Angel Has Fallen
by George Wolf
Olympus, then London, now Angel. They keep Fallen, must they keep getting up?
To be fair, Angel isn’t nearly the dumpster dive we took in London. It sports comic relief from Nick Nolte, a fun mid-credits stinger and a truly impressive performance from a baby.
Surrounding all that, though, is a pedestrian and all too often obvious gotta -clear-my-name frameup that underdelivers on the action front.
Gerard Butler is back as Secret Service hero Mike Banning, with Morgan Freeman returning to the franchise as now-President Trumbull.
Mike has headaches and insomnia after years of action, but debates leaving the field for a desk promotion. He is still great at knocking out all the baddies who are nice enough to walk blindly past a corner he’s hiding behind, but when there’s a drone attempt on the President’s life, Mike can’t keep his entire team from being wiped out.
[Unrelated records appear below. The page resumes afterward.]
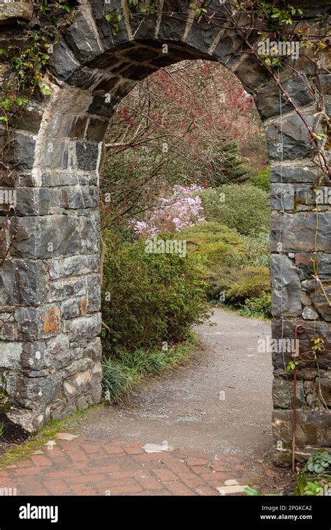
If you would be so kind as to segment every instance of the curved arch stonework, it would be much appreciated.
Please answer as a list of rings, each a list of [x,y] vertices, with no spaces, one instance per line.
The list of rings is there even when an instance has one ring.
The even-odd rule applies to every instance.
[[[282,100],[281,128],[279,89],[264,69],[244,52],[233,30],[198,24],[189,9],[178,8],[186,2],[161,0],[161,13],[145,18],[132,15],[124,4],[125,16],[115,36],[105,19],[107,3],[80,3],[74,22],[51,55],[52,95],[43,103],[31,103],[9,153],[17,218],[3,229],[7,241],[10,232],[16,236],[0,268],[0,376],[12,405],[8,415],[34,430],[50,418],[100,401],[103,138],[114,107],[138,82],[161,66],[198,58],[219,61],[234,72],[253,96],[264,121],[272,165],[272,336],[293,340],[300,324],[305,328],[300,351],[309,349],[313,336],[324,339],[321,391],[331,404],[331,310],[312,278],[311,260],[316,227],[313,184],[318,175],[300,117]],[[112,7],[122,3],[113,1]],[[218,1],[211,4],[223,8]],[[311,11],[311,17],[315,15]],[[317,91],[309,66],[299,59],[297,68],[316,82]],[[300,78],[289,69],[281,76],[311,121],[311,97]],[[325,81],[326,86],[327,76]],[[6,176],[3,179],[2,186],[13,185]],[[330,206],[318,217],[319,275],[328,288]],[[4,220],[0,218],[2,225]],[[286,361],[290,355],[285,357]],[[273,354],[273,365],[274,439],[289,442],[290,403],[281,354]],[[298,377],[297,444],[330,446],[330,415],[316,374],[302,368]],[[256,384],[258,388],[258,375]],[[290,389],[292,384],[290,381]]]

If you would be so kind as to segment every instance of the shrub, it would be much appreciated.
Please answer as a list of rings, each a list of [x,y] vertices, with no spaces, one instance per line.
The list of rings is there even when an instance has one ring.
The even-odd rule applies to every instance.
[[[242,255],[243,241],[237,230],[219,222],[201,222],[181,232],[189,248],[200,256],[207,266],[216,264],[233,266]]]
[[[271,318],[271,294],[262,293],[258,298],[247,298],[238,312],[247,317]]]
[[[245,267],[241,278],[226,293],[227,300],[244,303],[247,298],[259,298],[270,292],[270,273],[267,267]]]
[[[200,190],[197,186],[174,186],[168,197],[159,199],[159,208],[146,213],[142,221],[131,221],[131,226],[138,234],[147,237],[159,232],[178,232],[204,221],[201,199],[196,195]]]
[[[190,252],[198,256],[205,268],[208,300],[218,299],[240,278],[244,259],[243,238],[237,230],[219,222],[202,222],[181,234]]]
[[[195,256],[147,253],[145,241],[123,241],[115,231],[103,237],[102,312],[110,328],[105,354],[116,355],[119,347],[132,351],[185,339],[208,312],[206,285]]]
[[[173,368],[186,362],[198,341],[193,332],[179,344],[166,349],[155,347],[128,351],[118,348],[116,358],[103,359],[103,389],[110,401],[118,403],[127,396],[134,384],[147,375],[160,375],[167,368]]]
[[[251,184],[225,184],[198,195],[207,221],[235,228],[244,235],[269,232],[270,199],[263,190]]]
[[[253,186],[269,193],[270,191],[270,168],[266,167],[257,175],[251,176],[250,180]]]
[[[269,267],[270,262],[270,236],[269,232],[242,236],[245,264]]]

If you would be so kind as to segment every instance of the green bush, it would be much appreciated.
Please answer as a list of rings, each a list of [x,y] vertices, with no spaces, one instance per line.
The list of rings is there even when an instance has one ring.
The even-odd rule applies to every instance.
[[[262,293],[258,298],[247,298],[238,312],[247,317],[271,318],[271,294]]]
[[[186,229],[181,237],[187,239],[189,252],[197,255],[205,268],[208,300],[218,299],[240,277],[242,236],[224,225],[205,222]]]
[[[118,348],[116,358],[103,358],[103,389],[110,401],[119,403],[128,395],[132,387],[147,375],[161,375],[189,361],[194,347],[198,344],[196,335],[190,332],[187,339],[166,349],[155,347],[128,351]]]
[[[163,237],[175,238],[158,238]],[[133,351],[183,340],[191,326],[207,316],[206,284],[194,255],[147,253],[144,241],[123,241],[115,231],[105,231],[103,238],[106,356],[116,356],[119,348]]]
[[[270,236],[269,232],[260,232],[251,236],[242,236],[243,253],[246,265],[269,267],[270,262]]]
[[[269,193],[270,191],[270,168],[266,167],[257,175],[251,176],[250,181],[253,186]]]
[[[270,273],[267,267],[245,267],[241,278],[226,293],[226,298],[235,303],[244,303],[247,298],[259,298],[270,292]]]
[[[207,221],[251,235],[270,229],[270,198],[251,184],[225,184],[198,192]]]

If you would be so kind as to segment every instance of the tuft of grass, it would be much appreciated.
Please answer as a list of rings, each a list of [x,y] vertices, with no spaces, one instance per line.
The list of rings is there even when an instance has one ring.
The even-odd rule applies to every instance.
[[[110,356],[103,360],[103,388],[105,397],[113,403],[123,402],[133,386],[146,377],[158,377],[166,370],[187,362],[198,344],[197,335],[191,331],[185,341],[168,349],[156,347],[139,348],[134,351],[117,349],[115,358]]]

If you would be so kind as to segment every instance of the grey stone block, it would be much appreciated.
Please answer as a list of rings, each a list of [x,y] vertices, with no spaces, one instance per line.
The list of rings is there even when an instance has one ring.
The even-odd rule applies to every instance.
[[[301,315],[301,289],[297,271],[291,260],[273,254],[270,259],[272,292],[272,315]]]

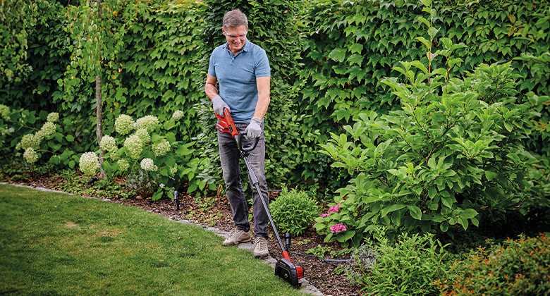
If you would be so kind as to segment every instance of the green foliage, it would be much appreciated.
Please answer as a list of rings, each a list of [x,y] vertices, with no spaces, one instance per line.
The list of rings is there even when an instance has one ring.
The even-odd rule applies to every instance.
[[[79,196],[126,199],[136,195],[136,192],[128,185],[114,182],[111,178],[102,178],[88,185],[90,178],[74,169],[61,170],[51,177],[59,181],[55,190]]]
[[[381,84],[381,79],[396,76],[395,67],[401,66],[401,61],[418,60],[427,68],[427,51],[419,47],[423,42],[431,46],[432,54],[445,50],[442,37],[453,44],[464,43],[465,47],[453,51],[455,56],[450,61],[441,51],[430,56],[432,68],[456,65],[450,70],[451,77],[471,71],[482,63],[548,51],[547,1],[454,3],[434,1],[433,7],[423,8],[412,1],[331,1],[316,4],[309,11],[306,25],[311,29],[302,54],[304,69],[298,76],[304,88],[297,111],[303,116],[298,137],[310,147],[300,149],[300,168],[305,178],[321,183],[334,180],[325,178],[332,177],[333,170],[329,164],[318,161],[315,149],[329,140],[329,132],[340,132],[360,112],[386,113],[400,106]],[[433,18],[432,8],[439,11]],[[432,27],[429,34],[425,33],[427,25]],[[518,87],[520,101],[529,91],[550,92],[548,75],[540,76],[535,66],[514,62],[512,66],[525,78]],[[547,68],[547,64],[540,66]],[[548,106],[542,113],[549,113]],[[547,143],[538,144],[547,147]]]
[[[303,234],[319,214],[315,199],[305,191],[283,187],[281,195],[269,204],[269,211],[277,228],[293,236]]]
[[[435,283],[441,295],[549,295],[550,249],[546,235],[520,235],[502,245],[472,250],[451,264],[446,280]]]
[[[79,139],[73,135],[70,121],[61,118],[50,122],[48,116],[44,111],[9,109],[6,117],[0,118],[2,157],[23,161],[21,156],[30,148],[35,157],[25,157],[26,162],[73,168],[78,158],[73,146]]]
[[[321,245],[317,244],[317,246],[315,247],[312,247],[311,249],[307,249],[305,251],[305,254],[311,254],[313,256],[317,256],[318,257],[324,257],[324,254],[331,250],[331,247],[329,246],[322,246]]]
[[[415,75],[411,64],[403,63],[401,70]],[[345,127],[347,135],[332,134],[323,146],[338,161],[334,166],[355,174],[338,191],[341,200],[348,197],[341,202],[344,209],[360,213],[360,229],[383,224],[397,232],[447,232],[458,225],[465,230],[484,218],[481,210],[547,203],[544,184],[525,178],[537,161],[522,142],[532,129],[530,111],[540,101],[515,102],[516,75],[509,63],[482,65],[448,85],[445,74],[417,73],[406,83],[384,80],[401,111],[361,113]],[[430,86],[422,82],[427,76]]]
[[[116,110],[136,117],[152,113],[164,121],[181,110],[185,116],[174,132],[183,142],[197,135],[200,126],[193,105],[204,92],[192,80],[198,56],[194,34],[198,33],[189,24],[200,23],[199,5],[157,2],[139,11],[120,55],[128,94],[116,100],[110,109],[114,115]]]
[[[366,240],[366,247],[374,254],[374,261],[355,256],[356,263],[348,277],[368,295],[436,295],[434,280],[444,278],[448,254],[432,234],[400,235],[391,242],[379,228],[374,240]]]
[[[427,9],[432,19],[434,10]],[[461,62],[453,53],[464,44],[441,38],[441,49],[432,53],[438,29],[422,23],[429,40],[417,39],[427,64],[401,61],[392,69],[404,77],[381,80],[401,110],[381,116],[360,113],[353,126],[343,127],[346,134],[331,133],[322,145],[322,153],[338,161],[333,166],[355,177],[338,190],[336,201],[359,215],[342,222],[360,232],[381,224],[394,233],[451,230],[452,235],[454,228],[477,226],[493,212],[522,205],[525,214],[536,203],[546,206],[547,174],[534,168],[539,161],[523,144],[533,130],[534,109],[546,97],[518,102],[520,75],[510,63],[482,64],[465,79],[453,78]],[[437,56],[446,62],[439,68]],[[536,176],[525,178],[530,175]],[[324,221],[318,222],[322,228]]]
[[[0,6],[0,44],[6,44],[0,69],[7,72],[0,78],[0,103],[56,111],[44,99],[61,95],[56,80],[68,64],[63,6],[48,0],[6,1]]]
[[[128,125],[125,126],[130,130],[118,128],[117,130],[123,132],[114,134],[111,144],[102,144],[103,141],[100,143],[101,149],[106,152],[101,166],[107,174],[128,175],[140,170],[147,171],[158,185],[153,200],[161,199],[166,190],[178,189],[183,181],[189,184],[188,190],[193,189],[191,184],[195,183],[197,183],[195,186],[200,189],[204,187],[205,183],[200,183],[194,178],[197,168],[190,161],[192,152],[191,147],[194,143],[178,141],[176,138],[173,130],[180,125],[179,120],[171,118],[159,121],[154,116],[147,116],[133,123],[126,116],[119,116],[114,125],[122,125],[122,121],[118,120],[121,117],[129,118],[130,122],[124,123]],[[111,128],[115,130],[113,127]],[[134,128],[136,129],[135,132]],[[130,135],[126,136],[128,132]],[[107,137],[111,136],[104,135],[104,139]],[[101,152],[97,150],[96,152],[99,154]],[[147,182],[146,180],[138,183]],[[138,185],[136,190],[141,188],[140,186]]]
[[[20,82],[32,68],[28,63],[27,50],[28,29],[36,23],[34,18],[35,4],[26,4],[17,0],[0,3],[0,85]]]

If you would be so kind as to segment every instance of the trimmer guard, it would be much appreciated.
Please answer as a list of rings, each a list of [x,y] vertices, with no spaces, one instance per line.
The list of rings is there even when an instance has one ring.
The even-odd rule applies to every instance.
[[[301,267],[300,267],[300,269],[302,273],[303,273],[303,270]],[[296,266],[286,258],[281,258],[275,264],[275,275],[286,280],[294,288],[298,288],[302,285],[302,281],[300,280],[302,276],[298,276],[298,271],[296,269]]]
Suddenly, mounds of incriminating evidence point to Mike as the would-be assassin, who then must leave his wife (Piper Perabo) and child (that baby is good, I’m telling you) and go full Bourne fugitive guy to root out the real villains.
Who wants the President dead? And why?
If the answers are supposed to be surprises, someone forgot to tell director Ric Roman Waugh (Snitch) and his co-writers, asAngel is telegraphed from many preposterous angles with all manner of heavy handed exposition.
And once Banning takes refuge with his long lost, off the grid, battle scarred Dad (Nolte), the attempts at debating the morality of war land with a thud of pandering afterthoughts.
Hey, if your just here for some mindless action highs, that’s fine, but Angel skirts them, curiously settling for repetitive shootouts and nods to first-person gaming enthusiasts.
Like Mike, this Fallen seems mostly tired. Even if it can get up, maybe it should reconsider.